Dr. Metz, I would agree with you entirely that one has to count the costs of withdrawal with the costs of persistence if the Iraq war was an isolated one disengaged from the war against global terror. The fact however is that the war in Iraq now-whether it was so or not in the past is no longer the question-is an essential part of global terror. We see this not only in the pull that it has on the true believers of Islam from all over the world who fervently enter the ranks of the insurgency, but also in the imitation of the techniques of the latter, since they appear to be so successful against the coalition forces, by other jihadists, who are also waging war against the infidels in other parts of the world. Hence, America is involved in a long global war and not an isolated one, and must therefore count its costs on a mega-scale as they issue from its long term strategic interests, prestige, and indeed, its existence as the sole superpower that is the sine qua non of the stability of the world in these most dangerous times.

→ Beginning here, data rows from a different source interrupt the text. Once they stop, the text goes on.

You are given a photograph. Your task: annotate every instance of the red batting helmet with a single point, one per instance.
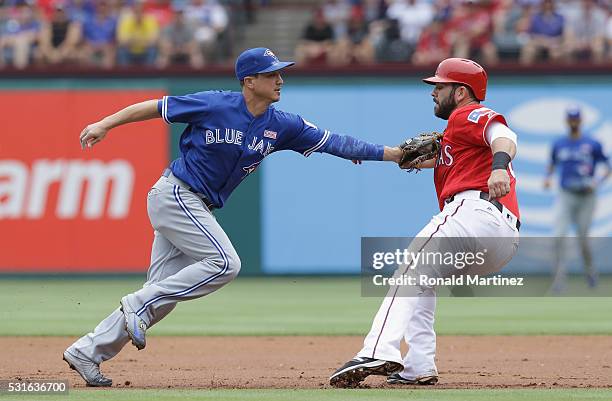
(461, 71)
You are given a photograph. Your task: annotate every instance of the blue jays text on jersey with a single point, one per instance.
(576, 158)
(223, 142)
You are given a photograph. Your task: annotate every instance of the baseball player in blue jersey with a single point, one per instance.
(227, 135)
(575, 156)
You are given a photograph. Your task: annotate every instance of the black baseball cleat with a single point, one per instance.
(89, 371)
(357, 369)
(424, 380)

Taking a cue from John Fishel, the coalition forces are engaged in continuous major military operations against the insurgents with the goal to create the necessary security that is vital for the stabilization of the Iraqi government which is the linchpin of its ability to govern the country without American props. It seems to me therefore following this logic, that your question whether GEN Petraeus is the "supporting" or " supported", can be answered that he is both. Supporting the Iraqi government to stand on its own feet and supported by the political establishment (Ambassador Crocker) to do exactly that.

Hence, it seems to me to be obvious, that the paramountcy of resolving the conflict in Iraq, lies with the military and not with diplomacy. Especially when this conflict is drenched so heavily with religious fervour that is not open to the rational discourse of diplomacy, as we have witnessed lately of Hamas.
To your question whether I wrote the original essay, the answer is yes.

Dr. Metz said,

Important points but to me the President's logic seems somewhat like the "domino theory" as applied to Vietnam. That turned out to not be true.In terms of Iraq, we're damned if we do, damned if we don't. Disengagement will bolster the morale of Islamic extremists and reinforce the point that they can defeat the U.S.; persisting will erode the morale of the American public and do damage to the U.S. military. Which is the lesser evil? I myself am not sure. I am worried, though, that Iraq becomes a pyrrhic victory--the costs of success there so weaken us that we have failures elsewhere. To take one illustration, I think a case can made that if American morale and prestige had not been so weakened by Vietnam, we would have been able to act more effectively in Iran in the last 1970s. I'm concerned by that by so devoting ourselves to Iraq, we allow other, perhaps bigger, problems to fester and grow worse.

While an argument can be made that the foreign fighters in Iraq are not amenable to any sort of political resolution and simply need to be killed, if their support network among Iraqi Sunni Arabs is taken apart, killing them becomes much easier. Plus, I don't think AQI can, on its own, attain anything like "strategic success" without its allies in the Iraqi Sunni Arab community.Personally, I'm just hard pressed to imagine a military outcome that totally prevents suicide bombers. You can't guard everything and everyone all the time (unless we want to reinstate the draft and deploy a few million forces).

Kotzabasis said,

It's certainly true that the U.S. is in the unenviable position of being damned if she does and damned if she does not. But I would still argue, in the face of the great and ominous dangers that the West is facing and America being the only power that can defeat global terror, it's better to be damned for doing something than for doing nothing. ("Nothing comes out of nothing" King Lear.) This despite all the errors that inevitably are committed in all wars as a result of human limitations. And before the daunting huge scale operations involved in war, it's nigh impossible to probe and foresee all the unknowns embedded in them.